Temples and the Countryside in Cambodia
Wendy spent two months in Cambodia in 2016 traveling from Siem Reap to Sihanoukville. Along the way, she worked with tour companies capturing imagery around Angkor Wat and other temples, visited villages in the countryside and toured salt farms and pepper plantations near Kampot. The majority of her time was spent working with an anti-sex trafficking NGO in Sihanoukville, creating imagery for their marketing materials and donor projects. She was featured by the Simon SAID blog about her travels through the country.
Constructed around 1150 and later abandoned in the 15th century, Angkor Wat was discovered in 1860 by a French explorer named Henri Mouhot who wrote, “It is grander than anything left to us by Greece or Rome”. It’s wild to think that for centuries these vast temples laid hidden in Cambodian jungles, only seen by local villagers and monks passing through.

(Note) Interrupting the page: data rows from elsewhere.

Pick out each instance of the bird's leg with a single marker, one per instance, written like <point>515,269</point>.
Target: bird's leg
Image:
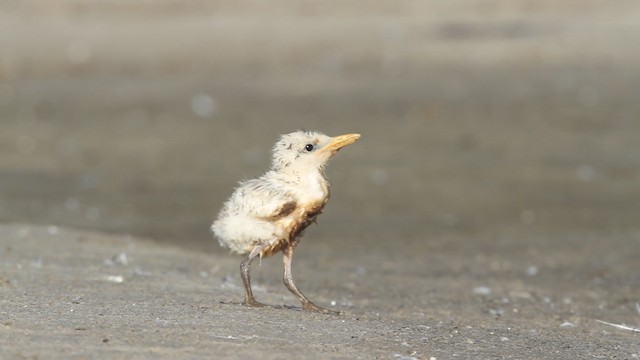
<point>245,271</point>
<point>288,281</point>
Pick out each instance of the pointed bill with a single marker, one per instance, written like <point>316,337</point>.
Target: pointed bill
<point>340,141</point>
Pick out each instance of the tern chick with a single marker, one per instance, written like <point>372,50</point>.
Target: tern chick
<point>269,214</point>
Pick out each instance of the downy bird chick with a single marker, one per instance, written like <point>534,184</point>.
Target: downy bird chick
<point>269,214</point>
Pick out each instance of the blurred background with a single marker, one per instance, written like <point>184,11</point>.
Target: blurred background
<point>477,116</point>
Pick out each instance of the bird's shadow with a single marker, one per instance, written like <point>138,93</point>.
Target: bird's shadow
<point>273,307</point>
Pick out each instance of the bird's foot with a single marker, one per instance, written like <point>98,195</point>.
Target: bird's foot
<point>309,306</point>
<point>253,303</point>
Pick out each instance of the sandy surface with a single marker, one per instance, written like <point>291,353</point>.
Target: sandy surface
<point>490,209</point>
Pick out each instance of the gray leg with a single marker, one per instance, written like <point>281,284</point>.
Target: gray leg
<point>245,271</point>
<point>288,281</point>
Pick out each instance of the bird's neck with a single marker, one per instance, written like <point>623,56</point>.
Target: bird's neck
<point>312,184</point>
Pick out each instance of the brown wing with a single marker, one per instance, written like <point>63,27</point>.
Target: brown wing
<point>286,209</point>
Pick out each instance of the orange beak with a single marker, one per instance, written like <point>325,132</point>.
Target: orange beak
<point>339,142</point>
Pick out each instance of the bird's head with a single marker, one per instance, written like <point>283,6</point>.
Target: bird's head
<point>307,150</point>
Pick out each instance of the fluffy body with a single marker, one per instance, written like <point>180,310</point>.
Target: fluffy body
<point>271,210</point>
<point>269,214</point>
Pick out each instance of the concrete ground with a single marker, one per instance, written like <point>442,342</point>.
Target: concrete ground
<point>490,209</point>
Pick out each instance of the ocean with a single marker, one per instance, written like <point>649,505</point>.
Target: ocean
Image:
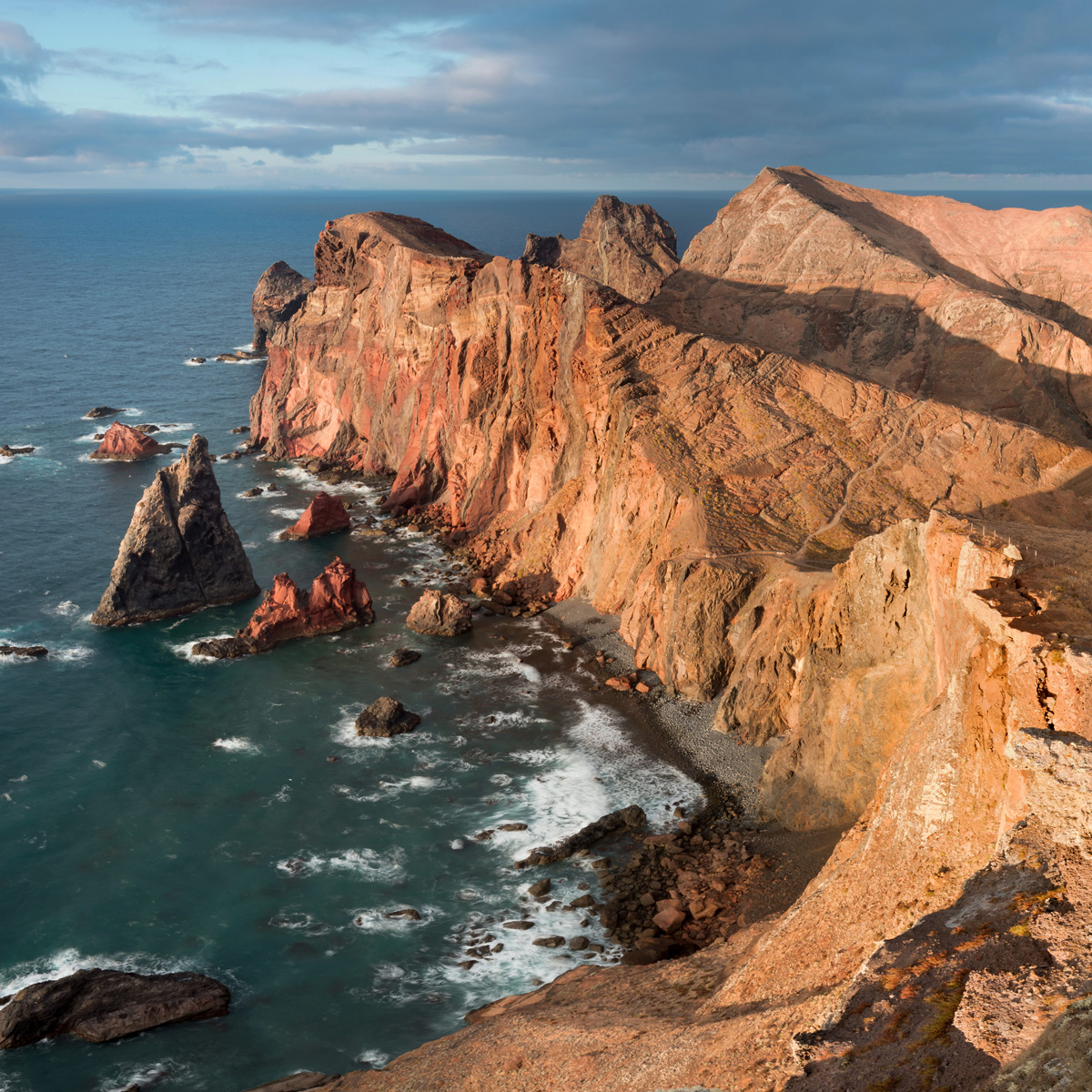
<point>162,813</point>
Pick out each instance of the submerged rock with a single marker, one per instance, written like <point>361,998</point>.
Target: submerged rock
<point>386,718</point>
<point>325,516</point>
<point>438,614</point>
<point>337,601</point>
<point>101,1006</point>
<point>126,445</point>
<point>180,552</point>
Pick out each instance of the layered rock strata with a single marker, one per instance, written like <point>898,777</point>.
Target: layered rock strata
<point>337,601</point>
<point>180,552</point>
<point>126,445</point>
<point>850,517</point>
<point>325,516</point>
<point>99,1006</point>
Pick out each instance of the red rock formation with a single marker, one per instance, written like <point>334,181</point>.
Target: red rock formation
<point>337,601</point>
<point>323,517</point>
<point>126,445</point>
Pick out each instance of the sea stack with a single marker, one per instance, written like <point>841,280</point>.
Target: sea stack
<point>128,445</point>
<point>325,516</point>
<point>338,601</point>
<point>180,552</point>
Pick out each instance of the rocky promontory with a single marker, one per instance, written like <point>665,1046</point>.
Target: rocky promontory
<point>337,601</point>
<point>180,552</point>
<point>834,470</point>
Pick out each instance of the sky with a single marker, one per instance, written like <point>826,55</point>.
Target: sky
<point>566,94</point>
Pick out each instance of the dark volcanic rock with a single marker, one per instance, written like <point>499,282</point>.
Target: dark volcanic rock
<point>632,248</point>
<point>386,716</point>
<point>325,516</point>
<point>99,1006</point>
<point>587,836</point>
<point>179,554</point>
<point>438,614</point>
<point>279,293</point>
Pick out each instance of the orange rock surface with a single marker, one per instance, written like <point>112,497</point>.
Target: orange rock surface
<point>836,473</point>
<point>126,445</point>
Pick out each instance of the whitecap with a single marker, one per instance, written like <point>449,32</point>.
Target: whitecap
<point>238,743</point>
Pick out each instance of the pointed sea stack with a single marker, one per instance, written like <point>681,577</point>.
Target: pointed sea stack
<point>179,554</point>
<point>126,445</point>
<point>325,516</point>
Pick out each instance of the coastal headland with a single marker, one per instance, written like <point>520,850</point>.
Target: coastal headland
<point>833,470</point>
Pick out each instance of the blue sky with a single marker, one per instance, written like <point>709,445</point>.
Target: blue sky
<point>480,94</point>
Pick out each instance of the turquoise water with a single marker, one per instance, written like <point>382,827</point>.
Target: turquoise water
<point>158,813</point>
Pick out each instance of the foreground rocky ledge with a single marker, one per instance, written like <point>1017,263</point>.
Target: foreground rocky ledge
<point>101,1006</point>
<point>180,552</point>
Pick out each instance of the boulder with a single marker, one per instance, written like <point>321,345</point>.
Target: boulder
<point>30,650</point>
<point>126,445</point>
<point>101,1006</point>
<point>325,516</point>
<point>438,614</point>
<point>386,718</point>
<point>180,552</point>
<point>338,601</point>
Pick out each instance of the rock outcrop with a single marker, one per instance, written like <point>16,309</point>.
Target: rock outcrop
<point>836,470</point>
<point>386,718</point>
<point>126,445</point>
<point>325,516</point>
<point>440,614</point>
<point>629,248</point>
<point>338,601</point>
<point>180,552</point>
<point>101,1006</point>
<point>279,293</point>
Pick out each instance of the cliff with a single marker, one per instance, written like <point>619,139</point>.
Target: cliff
<point>834,472</point>
<point>180,552</point>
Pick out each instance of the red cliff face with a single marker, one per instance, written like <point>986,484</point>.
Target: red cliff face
<point>589,445</point>
<point>126,445</point>
<point>337,601</point>
<point>323,517</point>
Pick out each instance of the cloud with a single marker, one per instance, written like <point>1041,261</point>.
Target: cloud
<point>705,90</point>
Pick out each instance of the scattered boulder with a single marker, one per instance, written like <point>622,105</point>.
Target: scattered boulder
<point>180,552</point>
<point>298,1082</point>
<point>325,516</point>
<point>386,718</point>
<point>409,915</point>
<point>632,817</point>
<point>101,1006</point>
<point>126,445</point>
<point>338,601</point>
<point>438,614</point>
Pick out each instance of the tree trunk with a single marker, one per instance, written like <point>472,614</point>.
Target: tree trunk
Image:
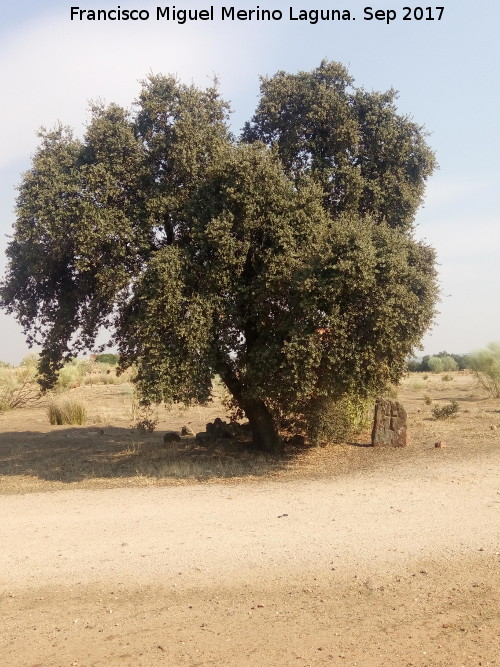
<point>264,432</point>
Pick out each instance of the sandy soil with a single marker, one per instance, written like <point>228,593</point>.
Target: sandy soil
<point>388,558</point>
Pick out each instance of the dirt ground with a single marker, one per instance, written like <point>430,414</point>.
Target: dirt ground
<point>117,550</point>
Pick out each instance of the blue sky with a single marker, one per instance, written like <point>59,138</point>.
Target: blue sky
<point>447,73</point>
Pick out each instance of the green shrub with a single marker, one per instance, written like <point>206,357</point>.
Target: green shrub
<point>107,358</point>
<point>70,375</point>
<point>440,364</point>
<point>486,367</point>
<point>67,412</point>
<point>446,411</point>
<point>336,421</point>
<point>18,387</point>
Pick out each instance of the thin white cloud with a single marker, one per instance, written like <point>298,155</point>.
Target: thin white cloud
<point>50,70</point>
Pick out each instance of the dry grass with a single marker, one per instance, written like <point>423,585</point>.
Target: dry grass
<point>35,456</point>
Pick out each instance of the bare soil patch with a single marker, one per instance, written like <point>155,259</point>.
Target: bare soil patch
<point>115,549</point>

My favorite part of travel is connecting with the local community and seeing how they live. One of my most memorable days was going to the countryside and taking an oxen cart ride while learning about the village's organic farm. I was also able to meet some of the farmers and learn about their way of life.
A different day, we walked through another village and these goofballs followed us the entire way, giggling and trying to hold hands. For a country that lost 1/5 of its population not even 50 years ago, these kids infuse hope back into broken families and lives.
Anyone not aware of Cambodian history, the Khmer Rouge, a communist regime led by Pol Pot, carried out mass genocide between 1975 to 1979. People died from starvation and execution with close to 2 million people innocently losing their lives. It’s our responsibility as travelers to learn, educate and bear witness to the events that are happening in the world.
"Cambodia's best kept secret might be this beautiful white sand beach in the south on Koh Rong Island."
"Dear Cambodia, I didn't expect you would impact me in so many ways. For all the horror you went through, my heart breaks with you. Thank you for your smiles when passing through your villages, showing me your grand architecture and sharing in the beauty of your dreamy islands. I know this is just the first of many visits to come."